Rolling Stone, August 24, 2021

“Got to roll me” sings Mick, and Charlie lays ’em flat in the aisles.

From the Rolling Stone record guide

You turn around twice, and the drummer for the Rolling Stones has died, aged 80, and there ain’t a lot scarier than that.

The above-quoted Rolling Stone Record Guide, in one or another of its editions, the red one I think, once declared Charlie Watts and bassist Bill Wyman to be the “most existentially funky rhythm section in all of Rock & Roll”, and it was certainly true that the two of them seemed to stand calmly apart from the boys up front, like the guys in the engine room, making everything work without drawing much attention to themselves while Mick preened and posed and shook his money-maker for the crowd. It was like it was just a job, you know, his deadpan affect making it seem as if he’d rather be playing real music in a jazz combo that could make proper use of his extraordinary talents, but you can’t eat integrity, and if the yobbos wanted to make him a millionaire for supplying the backbone to Paint it Black, Under My Thumb, Satisfaction and all the rest, well, easy money was easy money. Not to say he was phoning it in – not at all – it’s just that he could do that shit standing on his head, and nothing that the Glimmer Twins over there demanded of him was about to make him break a sweat. Was he even enjoying himself, a little? It was hard to say. It didn’t seem like it. As he sat back there maintaining the most preternaturally locked-in backbeat in the business, you wouldn’t have been surprised to learn that he was thinking about the plumbing in his East Sussex cottage, or considering a change in his investment managers.

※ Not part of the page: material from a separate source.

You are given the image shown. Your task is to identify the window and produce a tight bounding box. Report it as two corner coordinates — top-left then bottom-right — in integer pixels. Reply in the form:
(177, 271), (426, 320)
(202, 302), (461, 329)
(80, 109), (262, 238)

He was quiet, and he was cool.

Today’s retrospective on the Rolling Stone website, quoted above, mentions a number of standout performances, but for me Charlie was at his most sublime for Tumbling Dice, one the best songs on one of the six or eight greatest albums ever made, 1972’s Exile on Main Street; listen especially for the fills he supplies at the climax. The accelerated rhythm kind of slides in, takes over centre stage, and like the man wrote, Charlie lays ’em flat in the aisles.

I’m hoping they don’t try to tour without him. You can’t have the Stones without Charlie. You just can’t.